Currently, we just use 1 batch, and 5-length sequence, and our data have 4 width after one-hot encoding. If the hidden size is 2, then the output shape is aligned to hidden_size.

Anyway, Our input data will be like this,

```
X_data = np.array([[h, e, l, l, o]], dtype=np.float32)
X_data.shape
```

Same as before, we can build RNN cell.

```
cell = tf.keras.layers.SimpleRNNCell(units=hidden_size)
rnn = tf.keras.layers.RNN(cell, return_sequences=True, return_state=True)
outputs, states = rnn(X_data)
print("X_data: {}, shape: {}\n".format(X_data, X_data.shape))
print("output: {}, shape: {}\n".format(outputs, outputs.shape))
print("states: {}, shape: {}".format(states, states.shape))
```

Output contains each hidden states while input data is processed in RNN cell. So the the last element in output is the same as states, since it is the latest states after process.

## Batching Input

Of course, we can extend the dataset with batch size.

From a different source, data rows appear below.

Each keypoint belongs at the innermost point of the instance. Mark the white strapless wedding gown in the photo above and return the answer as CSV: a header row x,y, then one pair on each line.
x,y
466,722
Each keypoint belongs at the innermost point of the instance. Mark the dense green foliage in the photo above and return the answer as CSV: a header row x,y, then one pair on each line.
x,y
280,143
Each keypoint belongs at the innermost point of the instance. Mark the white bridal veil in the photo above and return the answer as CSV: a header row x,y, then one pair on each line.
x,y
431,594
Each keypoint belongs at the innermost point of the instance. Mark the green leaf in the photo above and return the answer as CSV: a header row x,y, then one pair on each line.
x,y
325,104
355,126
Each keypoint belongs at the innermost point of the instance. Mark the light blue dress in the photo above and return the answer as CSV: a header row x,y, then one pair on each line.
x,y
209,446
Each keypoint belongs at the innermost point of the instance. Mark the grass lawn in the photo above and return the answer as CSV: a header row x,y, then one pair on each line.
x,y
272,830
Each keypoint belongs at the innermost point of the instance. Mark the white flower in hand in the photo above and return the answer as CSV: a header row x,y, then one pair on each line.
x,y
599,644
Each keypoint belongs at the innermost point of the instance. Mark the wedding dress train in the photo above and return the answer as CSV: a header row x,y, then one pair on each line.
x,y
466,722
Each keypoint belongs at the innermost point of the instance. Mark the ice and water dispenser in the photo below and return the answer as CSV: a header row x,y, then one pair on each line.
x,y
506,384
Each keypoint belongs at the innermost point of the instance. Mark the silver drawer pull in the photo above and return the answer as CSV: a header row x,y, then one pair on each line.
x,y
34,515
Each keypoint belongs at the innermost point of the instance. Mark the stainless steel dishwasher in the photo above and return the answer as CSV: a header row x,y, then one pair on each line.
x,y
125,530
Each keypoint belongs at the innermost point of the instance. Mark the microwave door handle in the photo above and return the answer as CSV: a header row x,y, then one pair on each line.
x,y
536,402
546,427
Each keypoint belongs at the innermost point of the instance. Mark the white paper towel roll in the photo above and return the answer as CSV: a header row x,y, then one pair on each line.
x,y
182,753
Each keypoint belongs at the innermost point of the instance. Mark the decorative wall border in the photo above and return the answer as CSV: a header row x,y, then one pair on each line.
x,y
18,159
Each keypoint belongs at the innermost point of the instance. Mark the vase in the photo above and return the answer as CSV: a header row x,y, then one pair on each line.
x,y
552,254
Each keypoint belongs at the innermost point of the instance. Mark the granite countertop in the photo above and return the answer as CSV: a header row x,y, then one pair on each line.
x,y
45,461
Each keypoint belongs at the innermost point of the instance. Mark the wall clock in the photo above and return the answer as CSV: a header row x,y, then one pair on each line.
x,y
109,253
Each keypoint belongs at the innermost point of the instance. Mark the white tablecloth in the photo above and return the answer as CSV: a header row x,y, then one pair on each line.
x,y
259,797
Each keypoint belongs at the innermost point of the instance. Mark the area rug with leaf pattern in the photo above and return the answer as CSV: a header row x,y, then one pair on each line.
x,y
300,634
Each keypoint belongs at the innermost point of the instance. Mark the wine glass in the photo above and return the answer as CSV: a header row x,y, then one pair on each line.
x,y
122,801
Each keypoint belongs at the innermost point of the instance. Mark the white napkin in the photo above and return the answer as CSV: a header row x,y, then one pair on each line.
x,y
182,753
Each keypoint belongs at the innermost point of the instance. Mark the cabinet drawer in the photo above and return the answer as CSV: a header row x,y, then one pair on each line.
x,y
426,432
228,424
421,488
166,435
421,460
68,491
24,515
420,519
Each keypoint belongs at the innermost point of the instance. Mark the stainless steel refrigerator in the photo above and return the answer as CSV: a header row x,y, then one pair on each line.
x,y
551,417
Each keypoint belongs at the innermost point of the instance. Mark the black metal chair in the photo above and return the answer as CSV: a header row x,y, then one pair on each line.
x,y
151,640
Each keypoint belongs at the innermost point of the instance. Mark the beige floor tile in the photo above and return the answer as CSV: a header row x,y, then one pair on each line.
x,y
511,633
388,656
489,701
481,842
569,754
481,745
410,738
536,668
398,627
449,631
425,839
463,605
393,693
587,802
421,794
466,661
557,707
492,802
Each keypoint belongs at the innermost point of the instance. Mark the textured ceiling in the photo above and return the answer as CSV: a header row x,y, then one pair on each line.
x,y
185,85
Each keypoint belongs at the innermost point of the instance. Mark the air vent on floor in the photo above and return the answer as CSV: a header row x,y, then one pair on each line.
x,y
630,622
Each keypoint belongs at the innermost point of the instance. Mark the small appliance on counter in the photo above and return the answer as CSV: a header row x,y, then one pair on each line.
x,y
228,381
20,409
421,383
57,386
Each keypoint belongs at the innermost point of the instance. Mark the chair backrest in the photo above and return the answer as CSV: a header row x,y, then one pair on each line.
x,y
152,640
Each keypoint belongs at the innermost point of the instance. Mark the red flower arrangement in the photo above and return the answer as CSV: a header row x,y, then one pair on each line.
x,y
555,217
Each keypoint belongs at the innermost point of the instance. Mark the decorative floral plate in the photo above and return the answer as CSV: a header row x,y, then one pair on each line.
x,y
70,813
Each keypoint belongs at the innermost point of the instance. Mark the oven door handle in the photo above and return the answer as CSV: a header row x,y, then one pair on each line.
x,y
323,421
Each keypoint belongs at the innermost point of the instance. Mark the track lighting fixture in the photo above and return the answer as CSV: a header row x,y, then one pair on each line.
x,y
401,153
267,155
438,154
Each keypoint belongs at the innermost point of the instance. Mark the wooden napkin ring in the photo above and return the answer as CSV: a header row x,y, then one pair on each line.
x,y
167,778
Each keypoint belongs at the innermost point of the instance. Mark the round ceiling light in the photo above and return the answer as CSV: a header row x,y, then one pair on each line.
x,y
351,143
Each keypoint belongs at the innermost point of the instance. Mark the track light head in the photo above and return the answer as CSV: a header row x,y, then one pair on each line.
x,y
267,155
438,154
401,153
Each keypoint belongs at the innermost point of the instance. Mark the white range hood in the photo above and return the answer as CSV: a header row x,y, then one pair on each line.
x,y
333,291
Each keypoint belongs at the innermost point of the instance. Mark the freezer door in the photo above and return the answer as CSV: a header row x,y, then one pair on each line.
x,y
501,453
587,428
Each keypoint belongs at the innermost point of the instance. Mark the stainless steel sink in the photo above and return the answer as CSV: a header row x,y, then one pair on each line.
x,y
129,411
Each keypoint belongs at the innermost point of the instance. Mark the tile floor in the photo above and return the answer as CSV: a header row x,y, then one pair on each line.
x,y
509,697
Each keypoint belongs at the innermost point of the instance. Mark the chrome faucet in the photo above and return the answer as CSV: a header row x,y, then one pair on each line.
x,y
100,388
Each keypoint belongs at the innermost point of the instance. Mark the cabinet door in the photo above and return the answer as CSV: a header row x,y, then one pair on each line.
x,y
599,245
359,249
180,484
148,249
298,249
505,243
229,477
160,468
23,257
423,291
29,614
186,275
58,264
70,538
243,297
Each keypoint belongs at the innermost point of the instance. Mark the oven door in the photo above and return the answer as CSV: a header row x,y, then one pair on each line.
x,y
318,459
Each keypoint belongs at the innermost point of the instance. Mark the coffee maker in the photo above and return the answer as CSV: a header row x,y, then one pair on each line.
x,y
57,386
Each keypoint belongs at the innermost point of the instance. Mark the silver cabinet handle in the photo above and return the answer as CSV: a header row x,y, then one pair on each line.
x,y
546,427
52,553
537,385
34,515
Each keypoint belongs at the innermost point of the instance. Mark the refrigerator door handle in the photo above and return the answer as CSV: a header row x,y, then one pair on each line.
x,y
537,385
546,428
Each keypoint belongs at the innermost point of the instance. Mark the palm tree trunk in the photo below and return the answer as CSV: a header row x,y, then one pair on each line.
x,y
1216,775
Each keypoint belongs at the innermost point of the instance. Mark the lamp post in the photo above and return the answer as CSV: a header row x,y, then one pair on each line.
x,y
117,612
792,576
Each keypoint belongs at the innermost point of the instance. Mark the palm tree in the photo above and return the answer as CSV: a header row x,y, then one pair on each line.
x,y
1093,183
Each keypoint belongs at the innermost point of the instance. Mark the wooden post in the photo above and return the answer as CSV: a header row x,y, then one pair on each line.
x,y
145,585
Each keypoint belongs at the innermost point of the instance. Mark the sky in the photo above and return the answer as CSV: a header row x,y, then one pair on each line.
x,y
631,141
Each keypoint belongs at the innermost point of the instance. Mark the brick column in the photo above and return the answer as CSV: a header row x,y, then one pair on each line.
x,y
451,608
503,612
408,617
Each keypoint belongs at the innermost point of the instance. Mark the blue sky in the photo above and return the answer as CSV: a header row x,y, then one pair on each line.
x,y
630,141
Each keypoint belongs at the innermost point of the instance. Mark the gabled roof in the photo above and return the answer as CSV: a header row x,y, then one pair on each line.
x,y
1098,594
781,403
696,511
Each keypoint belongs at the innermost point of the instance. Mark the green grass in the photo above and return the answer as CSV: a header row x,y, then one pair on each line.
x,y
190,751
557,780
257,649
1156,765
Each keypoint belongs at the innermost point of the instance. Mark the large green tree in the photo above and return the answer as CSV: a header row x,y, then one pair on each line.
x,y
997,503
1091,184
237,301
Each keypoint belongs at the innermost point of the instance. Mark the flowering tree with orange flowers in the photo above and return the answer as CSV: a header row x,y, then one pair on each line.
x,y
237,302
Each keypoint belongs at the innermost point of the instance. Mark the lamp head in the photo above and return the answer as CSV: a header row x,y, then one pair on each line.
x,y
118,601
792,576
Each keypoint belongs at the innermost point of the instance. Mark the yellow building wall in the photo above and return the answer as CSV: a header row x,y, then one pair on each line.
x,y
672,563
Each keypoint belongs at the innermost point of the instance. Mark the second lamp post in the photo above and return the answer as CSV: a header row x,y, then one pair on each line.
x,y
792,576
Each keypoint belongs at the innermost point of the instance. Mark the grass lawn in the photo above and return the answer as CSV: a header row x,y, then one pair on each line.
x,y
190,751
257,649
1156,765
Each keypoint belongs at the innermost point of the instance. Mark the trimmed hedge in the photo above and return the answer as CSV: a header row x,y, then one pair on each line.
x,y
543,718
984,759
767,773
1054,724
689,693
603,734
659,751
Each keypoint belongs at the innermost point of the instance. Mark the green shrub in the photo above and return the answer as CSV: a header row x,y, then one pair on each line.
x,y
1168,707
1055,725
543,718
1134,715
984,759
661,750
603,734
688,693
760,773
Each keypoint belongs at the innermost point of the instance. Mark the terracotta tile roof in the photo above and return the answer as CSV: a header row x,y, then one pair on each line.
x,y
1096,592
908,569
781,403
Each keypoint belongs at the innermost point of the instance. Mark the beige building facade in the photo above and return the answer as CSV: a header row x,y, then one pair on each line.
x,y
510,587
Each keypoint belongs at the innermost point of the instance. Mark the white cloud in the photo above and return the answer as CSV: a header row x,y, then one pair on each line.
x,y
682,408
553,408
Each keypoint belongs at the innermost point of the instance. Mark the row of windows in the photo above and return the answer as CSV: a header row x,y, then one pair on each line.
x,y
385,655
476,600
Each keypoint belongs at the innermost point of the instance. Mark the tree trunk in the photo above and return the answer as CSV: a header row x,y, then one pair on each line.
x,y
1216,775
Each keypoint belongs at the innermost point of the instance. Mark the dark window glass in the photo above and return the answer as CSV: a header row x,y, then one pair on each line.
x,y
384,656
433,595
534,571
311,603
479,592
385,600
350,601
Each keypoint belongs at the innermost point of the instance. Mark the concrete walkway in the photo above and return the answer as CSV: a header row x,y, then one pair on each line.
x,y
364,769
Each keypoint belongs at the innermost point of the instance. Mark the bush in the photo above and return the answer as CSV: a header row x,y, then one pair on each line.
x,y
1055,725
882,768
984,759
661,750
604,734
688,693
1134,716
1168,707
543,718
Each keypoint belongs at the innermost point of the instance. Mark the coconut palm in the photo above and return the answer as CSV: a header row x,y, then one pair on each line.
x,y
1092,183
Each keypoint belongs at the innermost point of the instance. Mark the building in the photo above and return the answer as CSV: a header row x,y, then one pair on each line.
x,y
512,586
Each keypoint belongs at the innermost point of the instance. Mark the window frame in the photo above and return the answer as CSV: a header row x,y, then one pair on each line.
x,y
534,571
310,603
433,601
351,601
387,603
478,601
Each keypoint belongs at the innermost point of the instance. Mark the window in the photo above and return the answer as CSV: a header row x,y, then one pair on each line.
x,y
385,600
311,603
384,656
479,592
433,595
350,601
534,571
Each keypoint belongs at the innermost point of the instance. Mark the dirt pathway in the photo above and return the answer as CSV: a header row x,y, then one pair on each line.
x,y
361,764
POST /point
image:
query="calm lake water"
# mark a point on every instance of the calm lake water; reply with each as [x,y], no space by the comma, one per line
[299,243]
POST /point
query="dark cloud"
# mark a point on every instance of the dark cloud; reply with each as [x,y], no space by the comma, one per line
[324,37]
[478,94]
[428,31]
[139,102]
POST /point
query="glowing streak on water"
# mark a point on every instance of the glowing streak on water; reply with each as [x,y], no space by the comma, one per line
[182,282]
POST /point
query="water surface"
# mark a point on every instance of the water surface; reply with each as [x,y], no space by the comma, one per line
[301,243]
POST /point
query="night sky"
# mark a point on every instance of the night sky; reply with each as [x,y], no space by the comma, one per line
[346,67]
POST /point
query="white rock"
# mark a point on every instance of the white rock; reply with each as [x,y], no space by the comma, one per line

Suppose that we have 3 batch data as inputs, and our input data is `hello`

, `eolll`

, and `lleel`

. Don't worry about complex shape dataset. All the process is the same as before. All you need to do is to make the input dataset with appropriate shape. So in this case, we need to make (3, 5, 4)-shaped input.

```
X_data = np.array([[h, e, l, l, o],
[e, o, l, l, l],
[l, l, e, e, l]], dtype=np.float32)
X_data.shape
```

```
cell = tf.keras.layers.SimpleRNNCell(units=hidden_size)
rnn = tf.keras.layers.RNN(cell, return_sequences=True, return_state=True)
outputs, states = rnn(X_data)
print("X_data: {}, shape: {}\n".format(X_data, X_data.shape))
print("output: {}, shape: {}\n".format(outputs, outputs.shape))
print("states: {}, shape: {}".format(states, states.shape))
```

Mentioned before, output contains each hidden states while processing the input data. Each hidden state affects the next hidden state and so on. Then the last hidden state will be states that outputs from RNN cell.